There are so many wonderful additions to the Osborne Family Spectacle of Dancing Lights this year. I'm sad that its originator, Jennings Osborne of Arkansas, passed away earlier this year and didn't see the latest incarnation. When he started decorating his home Clark Griswold style many, many years ago, and eventually sent his millions of lights to Disney World to avoid being chased out of the neighborhood by pitchfork and torch wielding neighbors, I'm sure he never imagined what the display would grow into. This year, in addition to solid sheets of LED lights covering the buildings and just about everything else possible, there's a canopy of dancing lights and screens inside some of the building's window playing animated scenes. Every now and then, a soft snowfall drifts down on the dazzled people below.

It's hard to walk steadily through the Osborne lights because people keep stopping abruptly in front of you. You'll see their heads cock like the RCA Victor dog as their attention goes first one way, then another. You can almost hear their brains chanting, "Shiny!" before they burst from sheer sensory overload.

My favorite part this year was the canopy, which kicks into high gear every few minutes when the lights perform their "dancing" to music by such luminaries as the Trans Siberian Orchestra. Some of the dances are subtle, but my favorites are vicious, flashing, strobing disco shows that make people drop like flies around me as they go into epileptic fits. I don't consider it a successful visit to the Osborne lights unless at least half a dozen people drop to the ground, frothing at the mouth from the light show's intensity as the bulbs pound off and on to the hellish beat.

Of course, not all of the songs have the same effect as a Pokemon cartoon. There are jaunty but tame ditties, like Jose Feliciano's "Feliz Navidad," that are done in a calm and clever way. Every time the words "I want to wish you a Merry Christmas" blared from the loundspeaks, the words on the banner stretched across the street, that says Merry Christmas, would light up its words in perfect timing.
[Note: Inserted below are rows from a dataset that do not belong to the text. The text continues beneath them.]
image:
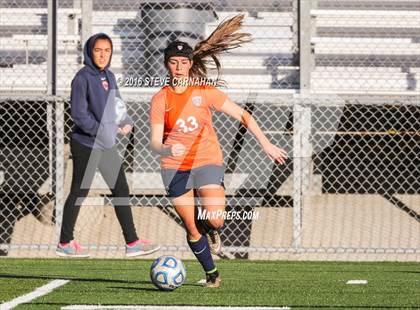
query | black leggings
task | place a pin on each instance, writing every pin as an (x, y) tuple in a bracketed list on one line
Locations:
[(85, 162)]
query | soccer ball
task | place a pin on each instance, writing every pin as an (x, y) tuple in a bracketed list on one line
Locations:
[(120, 110), (167, 273)]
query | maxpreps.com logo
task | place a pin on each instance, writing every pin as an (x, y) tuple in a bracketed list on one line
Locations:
[(196, 101)]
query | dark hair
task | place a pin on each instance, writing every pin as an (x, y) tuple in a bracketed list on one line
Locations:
[(225, 37)]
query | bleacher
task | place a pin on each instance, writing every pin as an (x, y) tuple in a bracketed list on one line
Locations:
[(369, 46)]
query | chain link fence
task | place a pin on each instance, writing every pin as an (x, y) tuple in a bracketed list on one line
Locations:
[(350, 187)]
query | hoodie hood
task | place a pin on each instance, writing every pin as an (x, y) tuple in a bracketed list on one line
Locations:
[(88, 51)]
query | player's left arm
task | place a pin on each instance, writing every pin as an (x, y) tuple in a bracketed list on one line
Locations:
[(232, 109)]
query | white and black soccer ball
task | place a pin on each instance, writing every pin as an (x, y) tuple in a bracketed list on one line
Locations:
[(167, 273), (120, 110)]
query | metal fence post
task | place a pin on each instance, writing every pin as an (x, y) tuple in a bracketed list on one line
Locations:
[(59, 163)]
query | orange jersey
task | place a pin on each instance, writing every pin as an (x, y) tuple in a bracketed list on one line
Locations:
[(187, 119)]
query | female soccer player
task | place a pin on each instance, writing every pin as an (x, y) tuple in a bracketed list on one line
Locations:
[(94, 96), (182, 133)]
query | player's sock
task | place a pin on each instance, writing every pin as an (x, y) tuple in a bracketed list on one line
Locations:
[(201, 250)]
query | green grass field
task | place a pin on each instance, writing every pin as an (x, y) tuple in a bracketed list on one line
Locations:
[(245, 283)]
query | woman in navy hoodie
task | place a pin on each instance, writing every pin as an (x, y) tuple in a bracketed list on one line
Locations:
[(94, 96)]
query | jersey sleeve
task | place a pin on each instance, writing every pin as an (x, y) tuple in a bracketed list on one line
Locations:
[(215, 97), (157, 109)]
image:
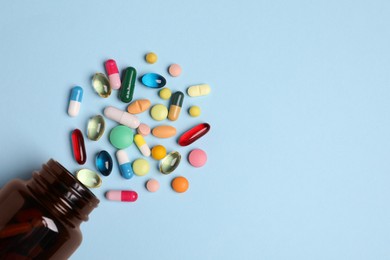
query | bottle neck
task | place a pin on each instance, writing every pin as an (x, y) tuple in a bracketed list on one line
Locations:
[(62, 194)]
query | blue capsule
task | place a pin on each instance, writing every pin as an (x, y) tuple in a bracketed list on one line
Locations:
[(153, 80), (104, 163)]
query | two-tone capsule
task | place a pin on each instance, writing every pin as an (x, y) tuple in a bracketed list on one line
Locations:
[(124, 164), (113, 74), (142, 145), (175, 106), (76, 97), (128, 84)]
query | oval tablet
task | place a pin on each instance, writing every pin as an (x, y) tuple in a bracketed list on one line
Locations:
[(138, 106), (164, 131), (199, 90)]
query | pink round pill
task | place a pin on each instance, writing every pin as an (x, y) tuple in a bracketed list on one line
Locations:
[(197, 158), (143, 129), (152, 185), (174, 70)]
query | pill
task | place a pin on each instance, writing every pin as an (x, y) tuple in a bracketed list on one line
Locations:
[(104, 163), (76, 97), (194, 111), (143, 129), (152, 185), (199, 90), (78, 147), (89, 178), (128, 84), (101, 85), (175, 106), (124, 164), (170, 162), (180, 184), (193, 134), (121, 117), (151, 57), (159, 152), (164, 131), (197, 158), (165, 93), (138, 106), (153, 80), (95, 127), (159, 112), (141, 167), (142, 145), (122, 195), (174, 70), (121, 137), (113, 74)]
A red LED heart in a "peace, love, and Mickey" decoration pulsed with the "from the bottom of my heart" lyrics.

We had one last thing to do before we officially put Christmas 2011 out of its misery. We had to gawk at the famous black cat, hidden each year among the Osborne light display. As I explained in my previous blog entry, the cat was originally sent from the Osborne's household in error along with the original Christmas shipment. He was dutifully erected with the other lights, and now he's hidden in a new spot every year so hard-core fans can ferret him out. You can see his 2011 spot below:

I thought we might be the only ones gaping at him that night, but there were plenty of others. We stood on the curb, craning our heads back and forth to get the best possible view, since he's in a very tricky position. Then we noticed other people heading over to the same area, squinting up at the building tops until they had their "Aha, there he is!" moments. We even commiserated with some of them on the sneaky hiding spot, since you pretty much have to look on an angle and it's hard to see his whole body at one time. I realized that we were something of a spiritual fraternity: The Cult of the Black Cat, seeking out a bit of Disney trivia just for those in the know.

I wonder how many black cats there have been over the years. I doubt the original one could still be functional, and if that's the case, thank goodness Disney continued the tradition with a duplicate. I never realized that so many people were members of the Cult of the Black Cat until last night. Now I know there would be countless disappointed fans if he ever went away for good.

1 comment:

Anonymous said...

WDW should create another LED canopy like this one at Osborne Lights and place it at Epcot in front of the Christmas tree where the "Lights of Winter" holiday arches used to be. It would look amazing between the tree and dancing fountain. With all your contacts is there someone you can suggest that too?